Артингтон принадлежал к тем легко возбудимым характерам, которым свойственно перескакивать от одной крайности к другой. Насколько он до этого был кичлив и самоуверен, настолько теперь стал сокрушенным и смиренным. Во время допросов он не оказал судьям ни малейшего уважения, зато упал ниц перед Гакетом, чтобы молиться на него, и этот безумец снова одурманил его ложными обещаниями. Когда эсквайр теперь вошел к нему, то нашел несчастного лежащим на полу в слезах.

— Ах, кузен, дорогой кузен, — воскликнул он, — ты для меня, как солнце, восходишь в моей мрачной тюрьме! Итак, нашлось еще существо, заботящееся обо мне, несчастном, потерянном? Вот это христианин, это любовь!

— Ну, что, бедный, слабый ты человек, — сказал эсквайр, — где теперь твои безумные надежды? Позавчера казнен преступный Гакет, а вчера, с горя и вследствие полного воздержания от пищи, Коппингер умер в тюрьме, куда он и пришел уже порядком изголодавшийся. Где же теперь твой пророческий дар? Куда девался твой спаситель мира?

— Не смейся, кузен, — воскликнул безутешный Артингтон, — не упрекай меня; я все это сам себе сказал, после того как должен был присутствовать при казни безбожного Гакета. Мне и в голову не приходило, что человек может так нагло обманывать и что можно дать себя обмануть таким грубым, очевидным способом. Но я думаю, что-нибудь более тонкое как раз и не провело бы нас так ловко; и вот теперь я погиб и оказался в заблуждении, которое никогда не смогу исправить. Не правда ли, кузен, дома мне было так хорошо? Лучшего нельзя было и пожелать; и нужно же было тебе послать меня в Лондон, чтобы здесь сатана завладел моей бедной душой и затянул у меня на шее губительную петлю!

— А знаешь ли ты, — продолжал эсквайр, — что все верующие твоей секты теперь проклинают тебя и Гакета, что никто вас не хочет признавать за святых или хороших людей? До сих пор безумие пуритан еще не разражалось открытым бунтом; их ропот против церкви и правительства происходил втихомолку и не имел дальнейших последствий. Но нынче дан ужасающий пример, и не подлежит сомнению, что теперь будут приняты более строгие меры против этих сектантов. Поэтому все пуритане отрекаются от вас и вашего безумия; но если их станут больше прежнего притеснять и тревожить, они, может быть, и будут вынуждены поднять восстание; и так с этого часа, чего доброго, разрастется пагубная борьба между подданными и правителями, которая в роковые моменты ослабления власти может иметь самые тяжелые последствия. И все эти беды вызовете прежде всего ты и твои друзья своим сумасбродством.

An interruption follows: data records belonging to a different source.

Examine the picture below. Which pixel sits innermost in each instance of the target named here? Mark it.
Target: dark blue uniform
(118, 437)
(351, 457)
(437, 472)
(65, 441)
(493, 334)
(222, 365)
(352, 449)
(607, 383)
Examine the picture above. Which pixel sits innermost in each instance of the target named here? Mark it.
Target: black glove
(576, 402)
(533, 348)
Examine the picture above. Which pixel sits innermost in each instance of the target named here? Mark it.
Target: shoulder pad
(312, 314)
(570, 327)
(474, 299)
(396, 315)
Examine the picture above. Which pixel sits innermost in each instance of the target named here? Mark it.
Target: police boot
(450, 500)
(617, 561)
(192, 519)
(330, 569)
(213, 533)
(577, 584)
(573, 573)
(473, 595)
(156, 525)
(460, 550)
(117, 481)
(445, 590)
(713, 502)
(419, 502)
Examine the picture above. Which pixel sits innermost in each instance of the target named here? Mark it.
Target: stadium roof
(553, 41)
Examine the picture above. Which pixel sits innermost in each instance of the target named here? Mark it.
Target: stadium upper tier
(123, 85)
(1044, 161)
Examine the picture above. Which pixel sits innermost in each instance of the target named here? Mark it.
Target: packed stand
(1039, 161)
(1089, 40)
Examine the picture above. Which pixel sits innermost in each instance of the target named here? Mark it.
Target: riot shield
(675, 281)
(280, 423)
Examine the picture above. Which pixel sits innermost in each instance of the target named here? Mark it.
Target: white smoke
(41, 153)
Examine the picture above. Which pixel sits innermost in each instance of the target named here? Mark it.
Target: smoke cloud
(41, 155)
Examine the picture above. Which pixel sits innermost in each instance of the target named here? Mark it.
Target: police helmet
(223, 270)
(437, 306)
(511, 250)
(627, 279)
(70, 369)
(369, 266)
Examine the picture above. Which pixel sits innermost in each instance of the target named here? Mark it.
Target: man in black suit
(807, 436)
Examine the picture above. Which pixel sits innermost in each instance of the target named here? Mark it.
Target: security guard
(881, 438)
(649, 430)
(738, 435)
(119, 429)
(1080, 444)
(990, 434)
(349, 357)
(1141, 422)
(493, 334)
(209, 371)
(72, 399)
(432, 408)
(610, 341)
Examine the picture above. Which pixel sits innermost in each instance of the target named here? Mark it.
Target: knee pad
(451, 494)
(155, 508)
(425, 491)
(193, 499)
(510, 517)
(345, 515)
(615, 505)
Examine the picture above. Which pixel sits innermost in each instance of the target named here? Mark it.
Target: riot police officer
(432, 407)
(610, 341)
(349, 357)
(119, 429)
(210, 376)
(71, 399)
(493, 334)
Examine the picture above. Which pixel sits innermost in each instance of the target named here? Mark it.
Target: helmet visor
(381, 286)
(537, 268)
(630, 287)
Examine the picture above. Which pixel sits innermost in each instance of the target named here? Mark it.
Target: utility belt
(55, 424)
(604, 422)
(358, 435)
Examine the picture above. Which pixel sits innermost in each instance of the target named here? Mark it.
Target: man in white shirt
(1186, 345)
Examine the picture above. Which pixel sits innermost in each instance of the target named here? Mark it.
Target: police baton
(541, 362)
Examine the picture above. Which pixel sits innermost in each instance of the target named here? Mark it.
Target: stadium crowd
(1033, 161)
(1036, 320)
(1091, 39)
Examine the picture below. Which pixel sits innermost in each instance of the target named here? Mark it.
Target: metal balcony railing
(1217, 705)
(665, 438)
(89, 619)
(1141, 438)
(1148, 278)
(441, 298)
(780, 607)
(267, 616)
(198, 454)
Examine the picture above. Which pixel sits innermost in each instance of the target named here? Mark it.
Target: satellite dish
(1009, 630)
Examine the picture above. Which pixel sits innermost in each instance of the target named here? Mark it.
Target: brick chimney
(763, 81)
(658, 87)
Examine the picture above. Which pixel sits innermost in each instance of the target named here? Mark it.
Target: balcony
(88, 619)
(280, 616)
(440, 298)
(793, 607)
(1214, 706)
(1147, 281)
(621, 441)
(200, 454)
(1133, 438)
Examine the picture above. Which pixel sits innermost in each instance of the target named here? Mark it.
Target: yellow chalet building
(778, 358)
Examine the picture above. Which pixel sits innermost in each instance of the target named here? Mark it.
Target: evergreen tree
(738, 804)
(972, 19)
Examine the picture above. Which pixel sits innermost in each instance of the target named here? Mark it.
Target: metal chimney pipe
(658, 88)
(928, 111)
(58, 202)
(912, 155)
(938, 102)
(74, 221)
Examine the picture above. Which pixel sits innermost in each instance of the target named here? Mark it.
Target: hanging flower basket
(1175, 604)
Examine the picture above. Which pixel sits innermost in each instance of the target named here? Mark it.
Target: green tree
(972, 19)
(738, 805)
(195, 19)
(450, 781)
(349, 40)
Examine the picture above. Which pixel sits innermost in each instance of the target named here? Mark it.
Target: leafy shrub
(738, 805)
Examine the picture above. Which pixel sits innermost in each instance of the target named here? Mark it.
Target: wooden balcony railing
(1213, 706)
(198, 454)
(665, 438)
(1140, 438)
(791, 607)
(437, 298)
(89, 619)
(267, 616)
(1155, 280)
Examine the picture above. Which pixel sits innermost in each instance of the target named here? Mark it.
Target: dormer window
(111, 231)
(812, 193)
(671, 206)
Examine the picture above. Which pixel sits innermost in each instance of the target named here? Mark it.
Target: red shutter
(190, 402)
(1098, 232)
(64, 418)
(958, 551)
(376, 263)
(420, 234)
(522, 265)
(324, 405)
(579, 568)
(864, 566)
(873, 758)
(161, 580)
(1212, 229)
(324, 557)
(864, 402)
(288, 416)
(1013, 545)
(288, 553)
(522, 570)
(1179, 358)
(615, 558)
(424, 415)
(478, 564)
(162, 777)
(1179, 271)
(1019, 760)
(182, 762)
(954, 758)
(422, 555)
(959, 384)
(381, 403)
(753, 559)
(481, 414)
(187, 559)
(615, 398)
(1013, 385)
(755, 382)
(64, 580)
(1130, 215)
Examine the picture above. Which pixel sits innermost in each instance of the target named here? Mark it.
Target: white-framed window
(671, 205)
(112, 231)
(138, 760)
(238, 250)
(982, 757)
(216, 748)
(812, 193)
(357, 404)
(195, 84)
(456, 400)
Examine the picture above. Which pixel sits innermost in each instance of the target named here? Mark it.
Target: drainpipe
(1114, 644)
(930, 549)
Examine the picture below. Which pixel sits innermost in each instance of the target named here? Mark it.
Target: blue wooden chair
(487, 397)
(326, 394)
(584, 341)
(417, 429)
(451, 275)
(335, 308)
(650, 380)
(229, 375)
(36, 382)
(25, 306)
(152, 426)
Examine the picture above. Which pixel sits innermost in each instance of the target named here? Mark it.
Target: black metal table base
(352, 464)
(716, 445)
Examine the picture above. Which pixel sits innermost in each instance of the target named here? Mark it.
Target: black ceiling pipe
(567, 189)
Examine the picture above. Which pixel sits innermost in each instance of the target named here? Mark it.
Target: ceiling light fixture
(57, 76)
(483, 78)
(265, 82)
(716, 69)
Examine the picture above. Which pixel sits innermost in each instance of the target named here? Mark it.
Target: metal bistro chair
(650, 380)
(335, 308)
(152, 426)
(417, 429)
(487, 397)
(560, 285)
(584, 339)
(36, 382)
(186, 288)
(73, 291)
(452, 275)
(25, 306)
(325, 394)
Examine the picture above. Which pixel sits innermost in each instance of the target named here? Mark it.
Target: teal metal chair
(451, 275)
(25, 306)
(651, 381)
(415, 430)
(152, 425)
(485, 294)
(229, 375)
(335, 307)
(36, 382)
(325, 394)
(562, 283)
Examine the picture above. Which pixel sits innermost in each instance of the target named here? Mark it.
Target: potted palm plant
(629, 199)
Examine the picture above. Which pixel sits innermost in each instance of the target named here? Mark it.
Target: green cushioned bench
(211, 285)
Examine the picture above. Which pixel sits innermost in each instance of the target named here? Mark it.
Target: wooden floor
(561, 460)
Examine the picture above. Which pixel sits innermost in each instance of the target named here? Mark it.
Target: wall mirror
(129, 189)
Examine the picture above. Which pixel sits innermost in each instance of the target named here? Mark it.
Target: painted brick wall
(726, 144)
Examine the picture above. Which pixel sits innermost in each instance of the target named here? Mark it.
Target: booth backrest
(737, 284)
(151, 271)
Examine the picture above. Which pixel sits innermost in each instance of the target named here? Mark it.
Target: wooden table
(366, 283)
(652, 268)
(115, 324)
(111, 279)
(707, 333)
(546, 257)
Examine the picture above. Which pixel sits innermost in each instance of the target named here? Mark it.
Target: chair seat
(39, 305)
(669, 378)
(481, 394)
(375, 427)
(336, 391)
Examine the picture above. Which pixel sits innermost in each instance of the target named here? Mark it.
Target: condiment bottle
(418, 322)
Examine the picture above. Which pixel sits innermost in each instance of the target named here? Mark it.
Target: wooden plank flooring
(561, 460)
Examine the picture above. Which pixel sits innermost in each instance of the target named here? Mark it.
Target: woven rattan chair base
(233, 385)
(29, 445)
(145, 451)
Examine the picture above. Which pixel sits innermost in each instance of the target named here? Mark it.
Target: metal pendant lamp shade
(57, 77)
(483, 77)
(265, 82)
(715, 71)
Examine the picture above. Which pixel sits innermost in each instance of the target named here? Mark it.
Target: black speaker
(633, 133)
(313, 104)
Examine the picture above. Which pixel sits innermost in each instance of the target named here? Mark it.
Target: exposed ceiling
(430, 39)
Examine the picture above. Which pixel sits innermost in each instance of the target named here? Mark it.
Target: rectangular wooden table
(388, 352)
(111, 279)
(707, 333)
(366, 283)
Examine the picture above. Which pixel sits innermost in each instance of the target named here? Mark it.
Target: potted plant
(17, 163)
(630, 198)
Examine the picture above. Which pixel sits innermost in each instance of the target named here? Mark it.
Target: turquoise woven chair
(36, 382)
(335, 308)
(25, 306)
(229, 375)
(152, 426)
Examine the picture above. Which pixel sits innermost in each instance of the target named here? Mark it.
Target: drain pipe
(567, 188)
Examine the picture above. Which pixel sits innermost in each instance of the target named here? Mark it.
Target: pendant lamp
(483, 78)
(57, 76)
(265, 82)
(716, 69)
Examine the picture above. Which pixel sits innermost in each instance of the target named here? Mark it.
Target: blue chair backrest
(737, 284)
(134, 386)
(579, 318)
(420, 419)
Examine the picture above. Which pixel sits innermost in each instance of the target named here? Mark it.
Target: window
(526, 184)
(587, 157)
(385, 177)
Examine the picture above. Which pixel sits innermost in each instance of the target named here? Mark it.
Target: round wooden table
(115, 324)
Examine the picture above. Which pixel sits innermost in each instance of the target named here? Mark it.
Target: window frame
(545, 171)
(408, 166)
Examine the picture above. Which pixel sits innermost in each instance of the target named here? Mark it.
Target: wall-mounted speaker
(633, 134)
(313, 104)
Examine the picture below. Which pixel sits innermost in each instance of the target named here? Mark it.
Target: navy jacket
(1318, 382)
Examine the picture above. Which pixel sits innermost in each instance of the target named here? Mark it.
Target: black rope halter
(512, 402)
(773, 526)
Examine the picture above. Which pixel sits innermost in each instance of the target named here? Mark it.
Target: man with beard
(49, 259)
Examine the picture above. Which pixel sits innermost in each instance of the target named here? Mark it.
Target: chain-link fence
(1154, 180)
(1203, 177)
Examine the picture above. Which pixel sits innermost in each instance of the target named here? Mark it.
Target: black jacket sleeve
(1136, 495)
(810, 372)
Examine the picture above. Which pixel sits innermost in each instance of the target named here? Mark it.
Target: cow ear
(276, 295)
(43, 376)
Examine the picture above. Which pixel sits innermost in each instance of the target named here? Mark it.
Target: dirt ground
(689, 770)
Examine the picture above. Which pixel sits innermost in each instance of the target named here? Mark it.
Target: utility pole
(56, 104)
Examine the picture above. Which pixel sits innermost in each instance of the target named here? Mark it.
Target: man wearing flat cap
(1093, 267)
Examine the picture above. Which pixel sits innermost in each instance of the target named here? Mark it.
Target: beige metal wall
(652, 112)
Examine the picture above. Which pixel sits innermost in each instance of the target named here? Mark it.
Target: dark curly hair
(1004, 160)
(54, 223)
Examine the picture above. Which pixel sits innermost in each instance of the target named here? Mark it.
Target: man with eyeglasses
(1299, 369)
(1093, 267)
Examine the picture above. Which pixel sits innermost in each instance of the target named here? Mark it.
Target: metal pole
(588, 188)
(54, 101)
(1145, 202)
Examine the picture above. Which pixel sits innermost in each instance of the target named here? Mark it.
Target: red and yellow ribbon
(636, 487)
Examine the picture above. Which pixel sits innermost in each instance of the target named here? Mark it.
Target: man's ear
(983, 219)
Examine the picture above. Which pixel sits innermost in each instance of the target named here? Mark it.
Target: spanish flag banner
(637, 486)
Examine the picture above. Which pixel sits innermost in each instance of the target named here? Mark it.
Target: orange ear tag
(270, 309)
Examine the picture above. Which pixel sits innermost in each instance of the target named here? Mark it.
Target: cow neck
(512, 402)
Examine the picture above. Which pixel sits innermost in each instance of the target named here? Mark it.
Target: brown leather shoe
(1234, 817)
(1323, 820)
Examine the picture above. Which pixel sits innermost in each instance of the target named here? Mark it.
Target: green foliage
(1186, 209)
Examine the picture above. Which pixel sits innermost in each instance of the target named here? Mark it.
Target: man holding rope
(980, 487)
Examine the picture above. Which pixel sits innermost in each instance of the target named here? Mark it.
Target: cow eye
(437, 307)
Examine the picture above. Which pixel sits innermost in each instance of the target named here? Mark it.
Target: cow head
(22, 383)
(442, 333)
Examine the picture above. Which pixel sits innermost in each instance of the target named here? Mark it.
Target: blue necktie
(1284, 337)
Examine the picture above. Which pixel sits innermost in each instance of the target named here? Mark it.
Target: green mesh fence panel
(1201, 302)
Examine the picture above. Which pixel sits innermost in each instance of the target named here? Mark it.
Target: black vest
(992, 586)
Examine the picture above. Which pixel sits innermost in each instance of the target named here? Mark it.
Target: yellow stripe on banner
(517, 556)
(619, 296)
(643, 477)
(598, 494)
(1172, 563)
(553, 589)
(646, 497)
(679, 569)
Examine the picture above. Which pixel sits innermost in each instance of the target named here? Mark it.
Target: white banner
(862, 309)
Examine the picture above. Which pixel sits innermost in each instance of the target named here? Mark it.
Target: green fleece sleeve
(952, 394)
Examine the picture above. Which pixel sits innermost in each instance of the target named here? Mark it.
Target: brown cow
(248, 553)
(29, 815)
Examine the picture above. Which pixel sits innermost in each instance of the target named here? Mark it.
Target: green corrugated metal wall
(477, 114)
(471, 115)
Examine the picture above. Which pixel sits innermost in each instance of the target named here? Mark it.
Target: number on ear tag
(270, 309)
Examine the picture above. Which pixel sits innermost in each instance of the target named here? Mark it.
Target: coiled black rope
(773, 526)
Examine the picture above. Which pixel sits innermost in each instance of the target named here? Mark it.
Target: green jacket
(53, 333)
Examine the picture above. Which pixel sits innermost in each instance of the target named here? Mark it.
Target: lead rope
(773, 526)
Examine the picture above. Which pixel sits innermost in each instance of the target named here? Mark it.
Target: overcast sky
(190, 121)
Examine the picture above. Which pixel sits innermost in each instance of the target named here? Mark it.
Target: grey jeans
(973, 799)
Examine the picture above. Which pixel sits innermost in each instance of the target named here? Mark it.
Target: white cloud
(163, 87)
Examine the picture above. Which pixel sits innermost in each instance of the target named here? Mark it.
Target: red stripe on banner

— Милый кузен, — ответил Артингтон, — все это и гораздо худшее мне безразлично и совсем неважно с тех пор, как для меня стало ясно, что дело идет о моей шее. Я не принадлежу больше ни к какой секте, милый, драгоценный кузен! Какое дело мне до всех этих пуритан и браунистов, пресвитериан и виклефитов, и как бы они там еще ни назывались? Эти несчастные люди высиживают чужие яйца и не соображают, что змея или индюк, гусь или василиск укусят их прямо в ляжки, если выводок удастся. Нет, мой уважаемый кровный друг, с тех пор как я убедился в том, как глуп я был, и увидел, как они поступили с Гакетом и что меня ждет то же самое, — у меня от страха смерти пропали все мысли, чувства и вера во все сверхъестественное, так что мне даже безразлично, сидит ли вообще душа у меня в теле. Я забочусь только о нем и о моей шее. О кузен, хорошо тому пустославить, кто еще никогда не был повешен. И хотя это со мной тоже еще не случилось, но в лице Гакета я все сам пережил. Нет, дитя мое, я больше не пуританин, я всего лишь человек, который хотел бы как можно дольше жевать свой кусок хлеба.

— Оба твои прошения, — сказал эсквайр, — в которых ты умоляешь судей о прощении, сознаешься в своих заблуждениях, искренно рассказываешь, каким образом ты был увлечен, и выказываешь явное раскаяние, уже произвели, как мне известно, наилучшее впечатление.

— Неужели правда? — в восторге воскликнул Артингтон, вскочив и обнимая кузена. — О, будь благословенно то перо, которым я писал, и трижды благословен тот гусь, о которого взято это спасительное перо! Ах, гуси, густ, милый кузен, они и в наши дни еще спасают если не Капитолий, то хоть бедных грешников.

— Мне посчастливилось, — продолжал эсквайр, — лично говорить с главным казначеем, лордом Бурлеем.